Roasted Spaghetti Squash with Kale and Parmesan

Ingredients

  • 1 large spaghetti squash

  • 2 Tbsp + 1 tsp extra virgin olive oil *

  • 2 tsp oregano leaves

  • 2 garlic cloves, minced

  • ½ tsp crushed red pepper *

  • 1 large bunch kale

  • ½ cup Parmesan cheese, finely grated

    * Ingredients not provided in Kit

Directions

  • Preheat the oven to 350ºF.

  • Split the spaghetti squash in half lengthwise. Use a large spoon to scrape out the seeds and discard.

  • Place the spaghetti squash cut side up on a rimmed baking sheet and drizzle with 2 tablespoons of olive oil. 

  • Sprinkle with oregano, garlic, and crushed red pepper. 

  • Turn over so they are cut side down (this will enable them to cook faster).
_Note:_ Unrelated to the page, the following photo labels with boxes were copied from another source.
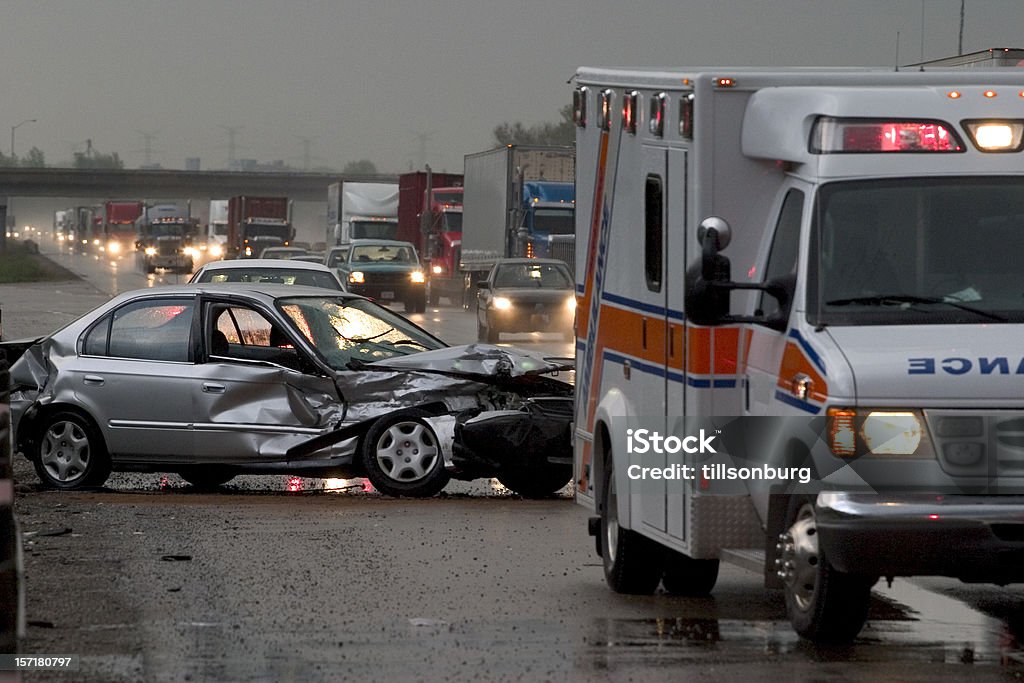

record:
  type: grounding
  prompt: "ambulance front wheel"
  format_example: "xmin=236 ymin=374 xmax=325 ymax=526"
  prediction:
xmin=776 ymin=497 xmax=877 ymax=643
xmin=600 ymin=459 xmax=664 ymax=595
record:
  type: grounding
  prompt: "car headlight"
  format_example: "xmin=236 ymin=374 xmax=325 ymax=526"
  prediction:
xmin=828 ymin=408 xmax=934 ymax=458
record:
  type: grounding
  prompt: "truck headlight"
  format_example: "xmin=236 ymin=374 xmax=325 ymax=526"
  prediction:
xmin=828 ymin=408 xmax=934 ymax=458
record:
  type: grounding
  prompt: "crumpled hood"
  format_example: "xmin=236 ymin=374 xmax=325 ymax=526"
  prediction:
xmin=366 ymin=344 xmax=575 ymax=381
xmin=827 ymin=324 xmax=1024 ymax=407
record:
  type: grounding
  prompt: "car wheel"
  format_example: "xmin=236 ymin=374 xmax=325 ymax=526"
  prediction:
xmin=362 ymin=409 xmax=449 ymax=498
xmin=32 ymin=411 xmax=111 ymax=489
xmin=601 ymin=459 xmax=664 ymax=595
xmin=178 ymin=465 xmax=236 ymax=489
xmin=662 ymin=550 xmax=719 ymax=597
xmin=776 ymin=497 xmax=876 ymax=643
xmin=497 ymin=465 xmax=572 ymax=499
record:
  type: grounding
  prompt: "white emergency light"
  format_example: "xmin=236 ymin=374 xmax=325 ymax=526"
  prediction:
xmin=964 ymin=121 xmax=1024 ymax=152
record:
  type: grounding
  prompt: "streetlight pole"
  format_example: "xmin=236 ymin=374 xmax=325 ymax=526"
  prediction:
xmin=10 ymin=119 xmax=36 ymax=160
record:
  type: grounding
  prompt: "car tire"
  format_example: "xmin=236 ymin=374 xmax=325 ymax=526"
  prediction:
xmin=178 ymin=465 xmax=236 ymax=490
xmin=497 ymin=465 xmax=572 ymax=500
xmin=600 ymin=458 xmax=664 ymax=595
xmin=32 ymin=411 xmax=111 ymax=490
xmin=662 ymin=550 xmax=719 ymax=598
xmin=362 ymin=409 xmax=450 ymax=498
xmin=777 ymin=496 xmax=877 ymax=643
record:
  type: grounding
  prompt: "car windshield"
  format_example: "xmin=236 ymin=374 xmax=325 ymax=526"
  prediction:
xmin=495 ymin=263 xmax=572 ymax=290
xmin=351 ymin=245 xmax=417 ymax=264
xmin=278 ymin=297 xmax=444 ymax=371
xmin=807 ymin=177 xmax=1024 ymax=325
xmin=196 ymin=268 xmax=342 ymax=291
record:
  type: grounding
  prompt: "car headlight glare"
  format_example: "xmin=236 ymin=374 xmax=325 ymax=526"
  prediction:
xmin=828 ymin=408 xmax=933 ymax=458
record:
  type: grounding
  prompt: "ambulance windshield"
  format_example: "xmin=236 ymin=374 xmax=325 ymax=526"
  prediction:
xmin=807 ymin=176 xmax=1024 ymax=325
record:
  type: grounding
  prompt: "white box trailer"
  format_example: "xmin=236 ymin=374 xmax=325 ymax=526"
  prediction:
xmin=573 ymin=62 xmax=1024 ymax=640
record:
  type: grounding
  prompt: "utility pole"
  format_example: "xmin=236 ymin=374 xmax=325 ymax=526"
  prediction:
xmin=220 ymin=126 xmax=245 ymax=168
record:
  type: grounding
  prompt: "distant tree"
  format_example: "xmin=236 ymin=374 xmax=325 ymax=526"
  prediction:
xmin=75 ymin=151 xmax=125 ymax=169
xmin=495 ymin=104 xmax=575 ymax=146
xmin=19 ymin=147 xmax=46 ymax=168
xmin=341 ymin=159 xmax=377 ymax=175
Bake in the center of the oven until the squash flesh is fork-tender (about 45 minutes). 

  • Set aside to cool slightly (about 5 minutes). 

  • Meanwhile, wash the kale and remove and discard the stems. 

  • Tear the leaves into large bite-sized pieces (about 1 inch).

  • Dry completely in a salad spinner. 

  • Once the squash is cool, use a large spoon and fork to scrape out the fibers from the squash halves and place them in a large bowl. 

  • Toss gently to separate the strands so they resemble spaghetti. 

  • Then, transfer the kale to a separate bowl. 

  • Dress very lightly with the remaining 1 teaspoon olive oil, so the leaves are barely coated. 

  • Spread the leaves evenly on two rimmed baking sheets and roast until crispy and bright green (12 to 14 minutes). Set aside.

  • To assemble, place the spaghetti squash on a large platter and top with the crispy kale chips. 

  • Sprinkle with parmesan to taste.